求人件数の推移や職種分類別の動向、賃金水準の変化など、求職・採用活動の現場で役立つデータとして幅広くご活用いただいております。
また、厚生労働省より受託している「優良募集情報等提供事業者認定制度」では、信頼できる求人情報を提供する事業者の認定が広がっています。
本制度は求人情報の適正表示や利用者保護、苦情対応体制など、多面的な観点から事業者を評価し、求職者・求人者双方にとって有意義な選択指標となるものです。

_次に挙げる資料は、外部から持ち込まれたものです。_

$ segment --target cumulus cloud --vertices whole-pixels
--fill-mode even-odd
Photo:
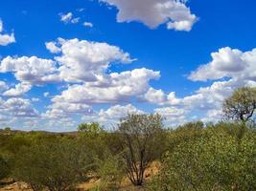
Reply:
[[[0,18],[0,46],[7,46],[11,43],[15,42],[14,33],[12,32],[11,34],[3,33],[4,31],[4,25],[3,21]]]
[[[7,83],[5,81],[0,81],[0,93],[7,90],[8,88],[9,88],[9,86],[7,85]]]
[[[105,78],[105,82],[69,86],[60,96],[56,96],[53,101],[87,105],[128,102],[132,97],[139,97],[147,93],[150,80],[159,76],[159,72],[145,68],[120,74],[112,73]]]
[[[113,127],[119,122],[120,118],[125,117],[128,114],[145,114],[144,111],[137,109],[131,104],[128,105],[113,105],[106,110],[101,109],[99,112],[94,112],[91,115],[86,115],[81,117],[82,121],[93,122],[99,121],[106,127]]]
[[[193,81],[215,80],[210,86],[201,87],[191,96],[168,96],[169,104],[177,105],[188,112],[202,112],[203,121],[221,117],[221,107],[233,91],[243,86],[256,87],[256,50],[241,52],[229,47],[211,53],[212,61],[192,72]]]
[[[59,13],[60,21],[67,24],[67,23],[73,23],[76,24],[80,21],[80,17],[73,17],[72,12],[67,12],[66,14]]]
[[[7,100],[0,99],[0,113],[9,114],[12,117],[36,117],[38,112],[33,107],[29,99],[12,97]]]
[[[56,57],[59,77],[67,82],[97,81],[110,64],[133,61],[128,53],[107,43],[58,38],[55,46],[61,50]]]
[[[194,81],[223,77],[256,79],[256,49],[243,53],[229,47],[211,53],[212,61],[193,72],[189,78]]]
[[[118,22],[139,21],[150,28],[191,31],[198,18],[181,0],[100,0],[118,9]]]
[[[20,96],[29,92],[32,88],[31,84],[19,83],[15,85],[15,88],[12,88],[3,93],[5,96]]]
[[[50,51],[52,53],[58,53],[61,52],[61,49],[57,46],[56,42],[46,42],[46,49]]]
[[[83,26],[86,28],[93,28],[93,24],[91,22],[84,22]]]
[[[186,121],[187,111],[176,107],[162,107],[154,109],[154,113],[161,115],[168,125],[176,126]]]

今後も制度の認知拡大と活用促進を進め、業界全体の質の向上に寄与してまいります。
一方で、近年、求人情報の健全性に関する課題も顕在化しております。有害業務の掲載や誇大表現など、求職者の安全を守るための取り組みがますます重要になっています。
当協会では自主的なガイドラインの見直しや事業者への助言・是正依頼を通じて、求人情報の透明性・信頼性を高めるとともに、求人媒体の社会的信用を維持するための活動を進めています。
さらに、官民連携の強化も重要なテーマです。労働市場の活性化や構造的課題の改善に向けて、当協会は引き続き尽力してまいります。
働く環境が大きく変化する今だからこそ、「信頼される求人情報」の価値は、かつてなく高まっています。当協会は公平・公正・中立の立場から、求人情報の適正化とサービス機能の進化に努めてまいります。
本年度も皆様の温かいご理解とご支援を賜りますようお願い申し上げますとともに、皆様のますますのご健勝とご発展を心よりお祈り申し上げます。